My mother has a hedgehog named Madonna. She gave birth to 3 healthy babies 2 and a half weeks ago. They're pudgy and adorable and she'd been nursing them just fine up until 2 days ago. We first noticed one little guy wasn't getting nursed as much as the others, he would always be curled up alone in the igloo when the other two were nursing. He also squeaked a lot and rocked back and forth often. We didn't think much of it until today when his mommy started physically trying to move him out of her nest and violently budging him out with her nose. We helped him back into the nest, hoping she would nurse him, and instead she just started attacking him again. We removed him from the cage and placed him in a shoebox, half of which is over a heating pad on low. We filled it with shredded paper and some fleece. He curls up in the corner where the heat is. He won't stop squeaking and rocking back and forth.
I'm babysitting my 3 little siblings while my mom is at work (I'm 17). But I sent my bestfriend's brother to Petsmart for Kitten Milk Replacement. I told him to get goat milk but he didn't know where that's sold so he got the KMR that I've used in the past to save wild baby bunnies and chipmunks that the neighbor's cat had gotten to. I mixed 1 part KMR, 1.5 parts water, and a little eye dropper of Simethicone to help prevent bloat. 
I really don't know what to do though. He's not taking it well with the eyedropper or the tiny kitten bottle I got.
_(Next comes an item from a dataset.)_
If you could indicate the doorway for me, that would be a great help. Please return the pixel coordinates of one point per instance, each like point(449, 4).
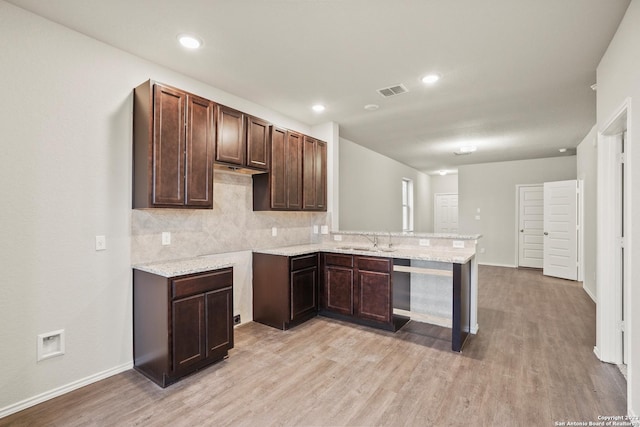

He'll lick a little bit off my finger though. I'm so scared I'm giving him too much or too little. I keep rubbing his tummy with a wet Q-tip but he won't poop. I'm looking for the breeder's phone number that my mom got her male hedgehog from. She has many hedgies and usually has babies so I'm thinking maybe she will have a lactating female that can nurse him? 
Please help me. I don't know how much to feed him or how often. He's 2 and a half weeks old. Any advice is appreciated. I just really want the little guy to be ok. Thank you!


----------



## RondackHiker (Jan 21, 2013)

Read the "help my male hedgehog just had babies!" Thread. There's a lot of advice about hand rearing.


----------



## Lilysmommy (Jan 7, 2009)

Here's the thread - viewtopic.php?f=25&t=21700&st=0&sk=t&sd=a I don't want to be a buzzkill, but keep in mind that if the mom was specifically attacking him, it could be there's something wrong with him that we can't detect and he may die anyway...So just be prepared. Also keep in mind that he'll need to be fed every 2 hours or so round the clock, for several weeks if he does make it, so make sure you're prepared for that if you're going to tackle this. I do hope it goes well though, and good luck.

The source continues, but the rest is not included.